As the world’s only active large catamaran builder with high power gas turbine experience, Austal Ships has a strategic advantage in the growing market for high-speed military vessels. Austal together with US joint venture shipyard has been short-listed to build an experimental vessel for a program sponsored by the United States’ Office of Naval Research. Dubbed the “X-Craft”, the 80 metre catamaran will feature twin LM2500 gas turbines and be capable of speeds of around 50 knots.
Prime contractor for the project is San Diego-based Titan Systems Corporation, which has selected Austal USA as one of five shipyards to participate in the final tender round. The tender closes early in 2003, with delivery of the aluminium catamaran scheduled for mid-2004.
In bidding for the project, Austal USA has been able to draw upon the extensive high speed catamaran experience of its parent company, Austal Ships of Western Australia. Among the more than 60 fast catamarans built by the yard are six fast ferries powered by gas turbines, including the 86 metre catamaran “Villum Clausen”. In February 2000 this vessel claimed the world record for the longest distance travelled by a ship in a 24-hour period. The propulsion plant on “Villum Clausen” comprises two 18,000kW GE LM2500 gas turbines each driving a pair of steerable waterjets via single-input, dual output gearboxes. During its record breaking journey, the ship covered a distance of 1,063 nautical miles at an average speed of 44.29 knots.

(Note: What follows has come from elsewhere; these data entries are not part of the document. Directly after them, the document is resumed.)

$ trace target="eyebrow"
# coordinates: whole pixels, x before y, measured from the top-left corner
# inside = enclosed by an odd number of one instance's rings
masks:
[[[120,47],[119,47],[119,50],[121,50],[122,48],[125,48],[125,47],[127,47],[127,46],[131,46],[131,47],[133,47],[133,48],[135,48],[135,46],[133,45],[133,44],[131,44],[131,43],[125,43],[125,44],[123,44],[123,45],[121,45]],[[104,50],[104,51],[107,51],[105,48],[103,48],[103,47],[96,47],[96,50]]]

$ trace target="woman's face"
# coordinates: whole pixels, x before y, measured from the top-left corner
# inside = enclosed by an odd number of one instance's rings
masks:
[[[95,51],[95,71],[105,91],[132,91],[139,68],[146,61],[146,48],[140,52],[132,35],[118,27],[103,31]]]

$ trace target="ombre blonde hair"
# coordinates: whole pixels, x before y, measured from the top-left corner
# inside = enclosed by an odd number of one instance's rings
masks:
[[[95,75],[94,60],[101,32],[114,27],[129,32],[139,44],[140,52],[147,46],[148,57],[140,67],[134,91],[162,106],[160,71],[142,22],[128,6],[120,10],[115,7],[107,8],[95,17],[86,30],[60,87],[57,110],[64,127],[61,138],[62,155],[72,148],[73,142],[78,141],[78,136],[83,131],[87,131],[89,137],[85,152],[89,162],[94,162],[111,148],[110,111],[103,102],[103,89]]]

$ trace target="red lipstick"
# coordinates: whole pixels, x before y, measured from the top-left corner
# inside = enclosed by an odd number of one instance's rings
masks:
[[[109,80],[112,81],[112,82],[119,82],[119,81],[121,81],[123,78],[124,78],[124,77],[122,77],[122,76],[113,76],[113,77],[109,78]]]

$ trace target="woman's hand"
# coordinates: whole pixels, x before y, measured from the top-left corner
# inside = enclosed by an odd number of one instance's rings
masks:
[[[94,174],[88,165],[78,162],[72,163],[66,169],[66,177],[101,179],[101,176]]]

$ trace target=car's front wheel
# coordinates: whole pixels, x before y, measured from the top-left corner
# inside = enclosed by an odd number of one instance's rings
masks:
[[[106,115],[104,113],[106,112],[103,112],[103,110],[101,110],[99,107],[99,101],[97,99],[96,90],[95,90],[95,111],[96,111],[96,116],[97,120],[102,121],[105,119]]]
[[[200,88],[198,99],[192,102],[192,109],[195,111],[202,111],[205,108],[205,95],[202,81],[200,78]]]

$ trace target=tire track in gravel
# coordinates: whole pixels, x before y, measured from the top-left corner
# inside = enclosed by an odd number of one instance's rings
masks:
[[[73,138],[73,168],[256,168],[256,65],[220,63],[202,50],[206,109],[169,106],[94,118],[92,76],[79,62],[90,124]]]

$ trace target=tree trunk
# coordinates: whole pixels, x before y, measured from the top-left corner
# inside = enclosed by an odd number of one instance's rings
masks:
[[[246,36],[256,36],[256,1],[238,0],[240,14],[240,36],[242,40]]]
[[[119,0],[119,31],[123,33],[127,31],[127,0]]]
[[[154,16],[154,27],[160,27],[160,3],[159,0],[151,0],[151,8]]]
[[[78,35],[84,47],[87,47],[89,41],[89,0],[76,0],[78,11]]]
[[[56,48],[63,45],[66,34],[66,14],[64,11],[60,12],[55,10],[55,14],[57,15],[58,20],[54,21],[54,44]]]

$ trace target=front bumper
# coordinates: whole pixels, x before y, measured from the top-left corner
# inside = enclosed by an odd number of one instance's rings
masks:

Austal’s familiarity with the LM2500 is particularly relevant for defence applications, with 29 of the world’s navies using this gas turbine model. Today, over 190 ships in the United States Navy fleet are fitted with LM2500s. Other navies that have selected LM2500 gas turbines include those of France, Italy, Norway, Australia, Spain, Thailand, Canada, Japan, South Africa and Germany.